Segmenting nuclei and EdU⁺ nuclei

Hoechst stain (for nuclei) or EdU (for EdU⁺ nuclei) images were smoothed through convolution with a bilateral filter. The foreground was identified using a modified Otsu threshold method. Sparse nuclei were first segmented using a multi-scale Laplacian of Gaussian (LoG) detector followed by watershed algorithm. Clumps of nuclei in the sparse segmentation were detected based object size and shape irregularity thresholds. The clumps were then further segmented using a differently parameterized LoG detector followed by watershed (also see Figure S1C).

Segmenting stem cells:

Lgr5-GFP stain images were processed to remove tissue background and thresholded to identify crypt regions.

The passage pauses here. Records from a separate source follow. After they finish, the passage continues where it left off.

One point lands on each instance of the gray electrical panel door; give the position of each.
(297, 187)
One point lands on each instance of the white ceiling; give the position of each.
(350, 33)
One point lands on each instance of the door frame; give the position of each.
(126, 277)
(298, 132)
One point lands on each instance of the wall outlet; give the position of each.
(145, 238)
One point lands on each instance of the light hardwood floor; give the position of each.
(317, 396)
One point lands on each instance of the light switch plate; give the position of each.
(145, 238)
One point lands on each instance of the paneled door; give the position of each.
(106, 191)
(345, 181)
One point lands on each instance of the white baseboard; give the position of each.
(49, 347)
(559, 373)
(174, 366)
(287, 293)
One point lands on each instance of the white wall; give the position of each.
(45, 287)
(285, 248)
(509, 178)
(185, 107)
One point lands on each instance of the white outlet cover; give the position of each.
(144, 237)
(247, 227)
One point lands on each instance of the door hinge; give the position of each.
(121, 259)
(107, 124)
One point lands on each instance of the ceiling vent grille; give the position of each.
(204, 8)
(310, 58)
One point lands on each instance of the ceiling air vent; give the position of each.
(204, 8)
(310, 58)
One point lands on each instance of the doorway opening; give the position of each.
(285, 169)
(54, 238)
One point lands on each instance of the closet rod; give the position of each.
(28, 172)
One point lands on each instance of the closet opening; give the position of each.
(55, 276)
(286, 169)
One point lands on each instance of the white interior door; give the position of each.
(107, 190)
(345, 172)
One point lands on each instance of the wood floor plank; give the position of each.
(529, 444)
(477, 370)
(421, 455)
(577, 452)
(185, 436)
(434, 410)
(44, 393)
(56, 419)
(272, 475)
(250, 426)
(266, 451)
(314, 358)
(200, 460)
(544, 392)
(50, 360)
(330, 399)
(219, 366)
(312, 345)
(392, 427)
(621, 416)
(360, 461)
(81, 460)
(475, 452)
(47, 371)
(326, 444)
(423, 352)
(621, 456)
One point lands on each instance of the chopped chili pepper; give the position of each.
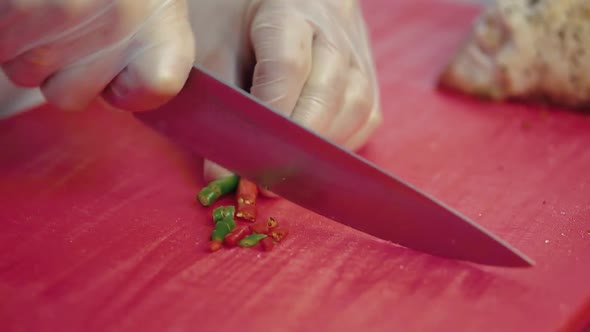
(246, 194)
(214, 245)
(217, 188)
(259, 227)
(272, 223)
(279, 234)
(251, 240)
(246, 212)
(268, 243)
(222, 228)
(236, 235)
(222, 212)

Holes and gaps in crypt regions were filled using morphological operations and small objects (typically Lgr5⁺/Dclk1⁺ cells, see Figure S1E) were dropped. Nuclei within crypt regions not associated with Paneth cells were segmented as stem cells (Figure S1A).

Segmenting goblet cells

Mucin-2 (Muc2) stain images were smoothed by convolution with a median filter. Foreground was identified using a convex hull of objects in each Otsu-thresholded Muc2 immunofluorescence image. Goblet cells were segmented using a LoG detector to generate markers of goblet object locations followed by watershed to create object boundaries.

Segmenting Paneth cells

Lysozyme (Lyz) immunofluorescence images were smoothed through convolution with a bilateral filter then a tophat filter. Foreground was identified using the Otsu-thresholded Lyz immunofluorescence image. A LoG detector was then used to generate markers of Paneth object locations.

Segmenting enteroendocrine (EE) cells

ChgA stain images were processed using the same steps as Paneth cell identification, only with different parameters.

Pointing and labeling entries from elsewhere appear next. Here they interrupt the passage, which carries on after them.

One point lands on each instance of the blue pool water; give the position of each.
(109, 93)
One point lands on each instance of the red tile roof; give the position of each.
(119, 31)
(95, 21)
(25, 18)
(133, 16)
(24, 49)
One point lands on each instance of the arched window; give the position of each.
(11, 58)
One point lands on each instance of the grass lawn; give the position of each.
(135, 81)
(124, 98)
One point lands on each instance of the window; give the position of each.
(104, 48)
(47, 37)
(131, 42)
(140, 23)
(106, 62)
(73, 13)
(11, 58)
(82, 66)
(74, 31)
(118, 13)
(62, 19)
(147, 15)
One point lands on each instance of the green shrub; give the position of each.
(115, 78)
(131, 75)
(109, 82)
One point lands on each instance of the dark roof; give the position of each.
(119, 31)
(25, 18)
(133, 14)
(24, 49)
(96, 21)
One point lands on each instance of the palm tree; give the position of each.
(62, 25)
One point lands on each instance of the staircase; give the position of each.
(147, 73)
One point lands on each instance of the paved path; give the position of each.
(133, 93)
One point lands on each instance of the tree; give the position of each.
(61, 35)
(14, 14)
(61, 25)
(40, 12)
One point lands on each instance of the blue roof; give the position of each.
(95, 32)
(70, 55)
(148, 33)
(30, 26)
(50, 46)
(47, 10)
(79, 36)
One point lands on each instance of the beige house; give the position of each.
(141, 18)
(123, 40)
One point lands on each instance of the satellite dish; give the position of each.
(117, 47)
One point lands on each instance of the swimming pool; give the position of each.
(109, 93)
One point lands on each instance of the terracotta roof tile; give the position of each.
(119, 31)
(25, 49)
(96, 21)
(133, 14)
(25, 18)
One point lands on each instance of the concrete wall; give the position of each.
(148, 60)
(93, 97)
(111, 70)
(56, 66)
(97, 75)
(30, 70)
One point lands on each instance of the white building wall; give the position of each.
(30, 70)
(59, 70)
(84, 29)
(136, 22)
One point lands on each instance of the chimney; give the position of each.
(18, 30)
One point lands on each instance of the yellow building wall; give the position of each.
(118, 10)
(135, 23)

Quantifying Lgr5-GFP intensity

Lgr5-GFP stain images were max projected. Mean intensities were quantified in nuclear segmentation, which captures cytoplasmic and membrane staining present across z-stacks in the segmentation regions.

Evaluation of Image Segmentation

Each cell type object (e.g., each nucleus, each goblet cell, each Paneth cell) was identified in raw immunofluorescence images by hand by an expert and, in parallel, using the customized algorithms described above. The expert-generated segmented images (where each mask represents an individual object) were compared to algorithm-generated segmented images to determine algorithm performance. ‘Precision’ was quantified by dividing the number of true positives (expert-identified objects also identified by the algorithm) by the number of total positives (all algorithm-identified objects). ‘Recall’ was quantified by dividing the number of true positives by the total number of expert-identified objects. F1 scores were calculated as the harmonic mean of precision and recall. See Table S1 for results.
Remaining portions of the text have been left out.